Hopefully he can get us running the season out better this year than we have in the past, plus hopefully he’s got influence in ensuring we don’t play unfit guys.
So even if we don’t start on an even keel, if he can do these things this year it’s a good start
Whats facinating for me is that Ambrose has some competition out the front with Ham and Clarke. If Ham can become the next stanton offering options through the middle of the ground, it will help the teams overall work rate as they may not have to chase as much if we keep possession of the ball.
Really poor interview, but is a guy I’d like to listen to in an in depth 2-3 podcast format. Burgess clearly has allot of knowledge and experience and I bet stories to go with it.
There are some really good ones from Firas Zahabi who I think has a really interesting take on preparation. Essentially he runs it as a numbers game, the more hours he can train you the better, noting he has to do it psychologically as well.
So for him, soreness, injury prevention and maximising training time are priorities and he runs a much different program to most in that sector. Lots of short sharp sessions to build up to where you feel great and have a high heart rate then shuts it down, rest, do it again a few hours later. He talks about it in total training time so if in a 6 day week you do 1x3hr monster sessions per day that’s 18hr training, but being huge you would loose some to soreness or be poor training in some from fatigue thus reducing the quality.
He says he would rather do 3x1.5hr sessions per day giving you 27hrs training in the week. He says he can tailor session better to maximise impact, always have the athlete feeling great and loss pain and injury. He said it also allows him to focus on skills and technique better.
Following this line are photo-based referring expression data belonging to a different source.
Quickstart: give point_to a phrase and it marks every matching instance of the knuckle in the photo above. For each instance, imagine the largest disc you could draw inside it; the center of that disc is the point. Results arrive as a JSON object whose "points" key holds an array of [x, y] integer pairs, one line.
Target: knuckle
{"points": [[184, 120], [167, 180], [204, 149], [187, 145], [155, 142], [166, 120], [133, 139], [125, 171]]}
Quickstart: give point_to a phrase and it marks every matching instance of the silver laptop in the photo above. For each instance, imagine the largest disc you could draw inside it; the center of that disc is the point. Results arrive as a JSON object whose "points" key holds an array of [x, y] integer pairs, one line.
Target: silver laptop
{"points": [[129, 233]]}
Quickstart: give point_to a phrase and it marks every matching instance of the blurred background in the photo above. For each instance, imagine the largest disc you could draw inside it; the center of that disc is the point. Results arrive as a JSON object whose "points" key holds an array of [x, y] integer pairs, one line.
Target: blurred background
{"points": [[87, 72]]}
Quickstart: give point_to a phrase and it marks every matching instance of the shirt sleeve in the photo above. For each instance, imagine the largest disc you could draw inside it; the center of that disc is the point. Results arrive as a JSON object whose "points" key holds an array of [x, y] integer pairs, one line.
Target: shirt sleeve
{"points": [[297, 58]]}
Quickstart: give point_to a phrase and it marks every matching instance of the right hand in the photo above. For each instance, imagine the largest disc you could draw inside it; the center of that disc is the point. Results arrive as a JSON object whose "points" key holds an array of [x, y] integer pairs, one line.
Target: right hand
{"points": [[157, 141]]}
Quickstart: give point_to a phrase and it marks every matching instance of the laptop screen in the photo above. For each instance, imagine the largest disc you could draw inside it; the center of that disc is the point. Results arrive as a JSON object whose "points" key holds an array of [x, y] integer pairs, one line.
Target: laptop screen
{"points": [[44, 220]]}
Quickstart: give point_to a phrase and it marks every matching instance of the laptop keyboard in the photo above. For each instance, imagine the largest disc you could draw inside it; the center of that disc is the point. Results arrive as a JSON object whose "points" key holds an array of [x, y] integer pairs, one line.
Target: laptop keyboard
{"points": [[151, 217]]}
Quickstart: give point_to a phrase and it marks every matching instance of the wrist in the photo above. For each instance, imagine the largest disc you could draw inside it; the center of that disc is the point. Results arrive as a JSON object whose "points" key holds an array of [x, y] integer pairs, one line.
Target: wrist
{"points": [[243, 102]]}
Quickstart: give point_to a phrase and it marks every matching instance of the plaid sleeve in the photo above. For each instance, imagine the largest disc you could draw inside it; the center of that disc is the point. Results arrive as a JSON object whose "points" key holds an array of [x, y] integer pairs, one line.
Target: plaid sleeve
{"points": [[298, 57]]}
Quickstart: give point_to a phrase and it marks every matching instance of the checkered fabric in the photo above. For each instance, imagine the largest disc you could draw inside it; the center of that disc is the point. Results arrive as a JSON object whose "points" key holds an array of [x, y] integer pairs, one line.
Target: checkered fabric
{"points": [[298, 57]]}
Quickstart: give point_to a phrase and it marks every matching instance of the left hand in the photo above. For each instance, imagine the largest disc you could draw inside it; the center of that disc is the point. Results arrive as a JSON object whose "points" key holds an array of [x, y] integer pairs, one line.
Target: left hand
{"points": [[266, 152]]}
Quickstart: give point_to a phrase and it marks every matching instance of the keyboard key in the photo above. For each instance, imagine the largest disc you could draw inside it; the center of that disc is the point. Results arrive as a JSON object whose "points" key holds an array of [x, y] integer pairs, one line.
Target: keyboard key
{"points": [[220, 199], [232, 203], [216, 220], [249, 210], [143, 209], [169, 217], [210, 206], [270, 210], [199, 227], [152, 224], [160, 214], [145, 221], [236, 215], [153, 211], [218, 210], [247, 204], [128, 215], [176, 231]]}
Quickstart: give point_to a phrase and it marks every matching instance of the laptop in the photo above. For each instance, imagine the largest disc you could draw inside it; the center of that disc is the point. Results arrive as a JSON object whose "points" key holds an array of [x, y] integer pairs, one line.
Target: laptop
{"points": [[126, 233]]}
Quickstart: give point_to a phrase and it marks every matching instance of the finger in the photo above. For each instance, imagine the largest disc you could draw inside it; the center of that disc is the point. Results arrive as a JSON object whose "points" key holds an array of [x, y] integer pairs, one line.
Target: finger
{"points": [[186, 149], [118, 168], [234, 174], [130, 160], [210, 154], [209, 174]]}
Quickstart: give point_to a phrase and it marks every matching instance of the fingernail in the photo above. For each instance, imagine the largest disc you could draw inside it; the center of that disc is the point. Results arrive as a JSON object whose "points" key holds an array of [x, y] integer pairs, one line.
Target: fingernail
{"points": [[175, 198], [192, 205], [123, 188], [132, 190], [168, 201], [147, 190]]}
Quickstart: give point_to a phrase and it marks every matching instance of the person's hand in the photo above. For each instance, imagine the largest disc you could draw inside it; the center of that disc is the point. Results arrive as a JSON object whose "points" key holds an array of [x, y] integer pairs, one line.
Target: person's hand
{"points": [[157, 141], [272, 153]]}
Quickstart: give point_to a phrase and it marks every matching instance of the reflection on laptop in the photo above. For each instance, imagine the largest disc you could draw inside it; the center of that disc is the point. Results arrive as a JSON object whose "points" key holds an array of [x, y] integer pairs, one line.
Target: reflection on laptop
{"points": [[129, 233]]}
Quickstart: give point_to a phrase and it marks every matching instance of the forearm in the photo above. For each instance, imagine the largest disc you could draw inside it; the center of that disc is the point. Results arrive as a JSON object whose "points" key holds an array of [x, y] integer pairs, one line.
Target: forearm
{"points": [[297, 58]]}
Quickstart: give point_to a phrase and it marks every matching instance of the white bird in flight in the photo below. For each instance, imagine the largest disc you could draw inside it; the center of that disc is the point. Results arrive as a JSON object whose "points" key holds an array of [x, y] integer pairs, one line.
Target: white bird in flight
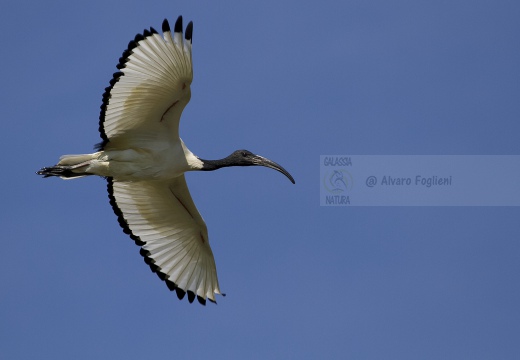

He also says guys can build up to that and maintain it easily where as the monster sessions guys really struggle to keep up the pace.
He also noted that psychologically going to the well and knowing you can push yourself is a big part so you still have the monster sessions but they are limited for mental training not physical conditioning and skills training.
Honestly anything is better than the shape we were in last year. We looked a million miles off it in the pre-season games, were getting thrashed for k’s run all season and it never got better. We have talent on the list but working hard and running is a big downfall.